LA ESPERANZA, ANCLA DE SALVACIÓN

Estimados feligreses

En la bella imagen de Ntra. Sra. de la Esperanza que se venera en nuestro templo, la Santísima Virgen tiene en una mano a su Hijo y en la otra un ancla. ¿Qué significa el ancla colgando de la mano de María?  Es una pregunta  que muchas veces  he escuchado durante estos largos años de permanencia entre vosotros.

El ancla es un instrumento náutico que permite a un barco fijar su posición en el mar sin tener que preocuparse de la corriente, oponiéndose a la fuerza de la marea. El ancla ha sido considerada desde la antigüedad como un símbolo de seguridad. Este instrumento, indispensable en la navegación, puede parecer en tiempos de bonanza un objeto inútil y un peso muerto en la carga del navío. Sin embargo, su presencia en cubierta garantiza la estabilidad de la barca e infunde a los marineros la confianza necesaria para proseguir la navegación y para realizar las faenas de la pesca.

He aquí que la iconografía católica representa la Esperanza con un ancla, siguiendo lo dispuesto en la Carta a  los Hebreos, que nos dice que «tenemos como segura y sólida un ancla de nuestra alma, que penetra hasta más allá del velo del santuario, donde entró por nosotros como precursor Jesús» (Hb 6, 17-20). El fundamento de esta esperanza es precisamente el hecho de que «en estos últimos tiempos Dios nos ha hablado por medio del Hijo».  El ancla representa ese objeto con el que nos aferramos a la esperanza de la salvación. Los cristianos al adoptar el ancla como un símbolo de esperanza en una existencia futura, simplemente dieron un nuevo y superior significado a un emblema que les era familiar. Es un símbolo a través del que se expresa que la esperanza es seguridad para la frágil barca de la Iglesia. Cristo es la esperanza que nunca falla para aquellos que creen en Él. El don del Hijo es prenda y garantía de todo y, en primer lugar, de la vida eterna. Si el Hijo es «heredero de todo»  (Hb 1,2), nosotros somos sus «coherederos» (Rm 8,17).

Volvamos a nuestra imagen de  la Esperanza: Nos muestra en sus manos el Niño y el ancla. Nos está diciendo: Nuestra esperanza, Jesús, es ancla de salvación. Nosotros imploramos a María como «esperanza nuestra», porque nos ha mostrado a Jesús y transmitido las grandezas que Dios ha hecho y hace con la humanidad. Así ha visto a María la Iglesia de todos los tiempos, que la alaba por habernos dado a Jesús, y se confía a ella por ser la Madre que su Hijo nos dejó desde la cruz.

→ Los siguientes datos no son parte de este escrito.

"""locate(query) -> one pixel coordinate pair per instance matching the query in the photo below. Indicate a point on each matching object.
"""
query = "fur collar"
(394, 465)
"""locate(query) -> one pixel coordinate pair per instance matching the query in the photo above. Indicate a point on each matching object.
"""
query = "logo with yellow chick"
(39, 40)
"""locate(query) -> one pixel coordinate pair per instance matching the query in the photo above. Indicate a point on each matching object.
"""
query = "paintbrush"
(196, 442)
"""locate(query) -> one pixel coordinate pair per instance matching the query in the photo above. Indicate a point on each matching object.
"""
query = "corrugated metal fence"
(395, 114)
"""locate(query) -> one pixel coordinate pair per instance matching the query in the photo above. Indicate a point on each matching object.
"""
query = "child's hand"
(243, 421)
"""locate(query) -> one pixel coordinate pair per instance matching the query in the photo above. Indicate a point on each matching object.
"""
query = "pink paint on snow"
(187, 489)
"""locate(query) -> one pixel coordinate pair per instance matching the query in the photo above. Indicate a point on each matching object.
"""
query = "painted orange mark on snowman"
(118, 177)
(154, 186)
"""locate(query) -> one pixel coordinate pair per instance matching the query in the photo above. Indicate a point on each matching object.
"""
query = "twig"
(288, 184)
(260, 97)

¡Qué bellas palabras escribió San Bernardo para  los momentos de prueba!   “En los peligros, en las angustias, en las incertidumbres, piensa en María, invoca a María. Ella no se aleje nunca de tus labios, no se aleje nunca de tu corazón; y para que tú obtengas el auxilio de su oración, no te olvides nunca el ejemplo de su vida. Si tú la sigues, no puedes desviarte; si le rezas, no puedes desesperarte; si piensas en ella, no puedes equivocarte. Si Ella te sostiene, no caes; si Ella te protege, no tienes qué temer; si Ella te guía, no te cansas; si Ella te es propicia, llegarás a la meta…”

Durante las fiestas de este año 2012  seremos convocados a participar en diversos actos y tendremos de nuevo la oportunidad de dar gracias a Dios por María “esperanza nuestra”.